Any Bulls fan can remember his or her elation when Adam Silver, then the NBA’s deputy commissioner, tore open a large envelope on May 20, 2008, and said, “The second pick goes to the Miami Heat.”
The Bulls had cashed in the improbable.
Slotted ninth, with just a 1.7 percent chance to secure the No. 1 pick via the NBA draft lottery, the Bulls rode Lady Luck to the top pick and Derrick Rose, who became the youngest most valuable player in league history three years later.
Fred Hoiberg had a slightly different perspective.
“It stunk,” Hoiberg said, jokingly.
On Tuesday in New York, the Bulls will be back in the draft lottery for the first time since 2008. They own even worse odds to move from No. 14 to the top pick: 0.5 percent, and 1.8 percent to move into the top three.
Hoiberg knows all too well the feeling of watching a team vault unexpectedly.
Bulls fans probably can clearly recall the image of a smiling Steve Schanwald — the executive vice president of business operations who represented the team on stage in Secaucus, N.J. — his index finger aloft, posing with Silver after the franchise-changing moment (and after ESPN broadcaster Doris Burke had called him “Stan”).
But few likely recall Hoiberg stood next to Schanwald along with Heat star Dwyane Wade.

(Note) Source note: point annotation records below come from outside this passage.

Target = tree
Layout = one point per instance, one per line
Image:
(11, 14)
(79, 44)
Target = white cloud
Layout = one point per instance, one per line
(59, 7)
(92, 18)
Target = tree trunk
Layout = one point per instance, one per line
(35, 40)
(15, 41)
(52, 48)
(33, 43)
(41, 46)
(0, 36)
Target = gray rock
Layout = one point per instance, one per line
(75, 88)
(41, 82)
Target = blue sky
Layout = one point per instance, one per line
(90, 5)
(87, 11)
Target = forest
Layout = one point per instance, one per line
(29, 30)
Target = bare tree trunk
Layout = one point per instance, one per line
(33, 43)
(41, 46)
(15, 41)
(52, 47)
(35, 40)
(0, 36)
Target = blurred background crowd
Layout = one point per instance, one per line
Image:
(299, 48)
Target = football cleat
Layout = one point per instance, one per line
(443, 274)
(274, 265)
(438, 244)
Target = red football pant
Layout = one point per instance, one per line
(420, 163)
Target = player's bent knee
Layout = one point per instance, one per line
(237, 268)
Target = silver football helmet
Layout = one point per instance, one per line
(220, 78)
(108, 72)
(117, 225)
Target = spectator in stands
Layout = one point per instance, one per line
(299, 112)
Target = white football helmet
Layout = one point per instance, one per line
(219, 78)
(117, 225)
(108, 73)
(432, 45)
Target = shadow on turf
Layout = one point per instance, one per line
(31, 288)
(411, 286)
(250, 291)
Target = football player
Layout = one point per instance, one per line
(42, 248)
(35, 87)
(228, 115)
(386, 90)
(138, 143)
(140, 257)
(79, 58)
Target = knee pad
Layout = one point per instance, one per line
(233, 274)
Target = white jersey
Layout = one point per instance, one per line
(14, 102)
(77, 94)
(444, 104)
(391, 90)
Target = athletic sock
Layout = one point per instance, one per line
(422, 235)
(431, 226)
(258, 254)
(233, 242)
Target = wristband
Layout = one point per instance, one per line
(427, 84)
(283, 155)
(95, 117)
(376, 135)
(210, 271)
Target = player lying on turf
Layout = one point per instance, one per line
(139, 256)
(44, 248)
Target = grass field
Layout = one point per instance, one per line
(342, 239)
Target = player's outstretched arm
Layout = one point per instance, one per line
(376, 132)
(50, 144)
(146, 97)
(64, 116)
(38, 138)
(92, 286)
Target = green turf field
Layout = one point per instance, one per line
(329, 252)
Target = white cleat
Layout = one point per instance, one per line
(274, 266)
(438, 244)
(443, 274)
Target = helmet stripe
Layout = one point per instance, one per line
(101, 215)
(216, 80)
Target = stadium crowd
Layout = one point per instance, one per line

The Bulls coach was representing the Timberwolves as their assistant general manager as the lottery moved to the dramatic conclusion with its final three teams.
“That was the year when it was really talked about (being) a two-man draft with Derrick and Michael Beasley,” Hoiberg said. “Seeing the Bulls move into that top three, knowing they only had a 1.7 percent chance at getting that top spot, I felt pretty comfortable getting a top-two pick.
“But then Silver said, ‘The third pick goes to the … ‘ and you could see the trees from the Minnesota Timberwolves logo coming out (of the envelope). The teddy bear and I just kind of dropped right there.”
The teddy bear served as Hoiberg’s good-luck charm, given to him by a young Timberwolves fan who had endured multiple heart surgeries. Hoiberg had met the kid as Hoiberg went through the first of his own heart procedures.
“You remember that movie ‘Ted’?” Hoiberg said. “The bear looked like that.”
Schanwald carried with him pictures from Bulls employees of their children as his good-luck charm. Wade, who had carried the Heat to an NBA title just two years earlier, never said what he used. The Heat, who drafted Beasley at No. 2, had the best odds to land the top pick at 25 percent.
Hoiberg’s Timberwolves owned a 13.8 percent chance, behind the Heat and SuperSonics, who moved from Seattle to Oklahoma City that summer and became the Thunder.
With the third pick that June, the Timberwolves selected O.J. Mayo and traded his rights with Greg Buckner, Marko Jaric and Antoine Walker to the Grizzlies for No. 5 pick Kevin Love, Mike Miller, Brian Cardinal and Jason Collins. The Sonics drafted Russell Westbrook at No. 4.
“It was a pretty cool experience to be able to represent your team,” Hoiberg said. “It turned out to be good because (the Timberwolves) got Kevin Love and got off some long-term contract money.”
Hoiberg won’t be at Tuesday’s lottery, where Jimmy Butler will represent the Bulls on the dais and media relations official Matt Yob will witness the drawing in the backroom.
Time will tell if Lady Luck smiles on Hoiberg this time — and on the Bulls again.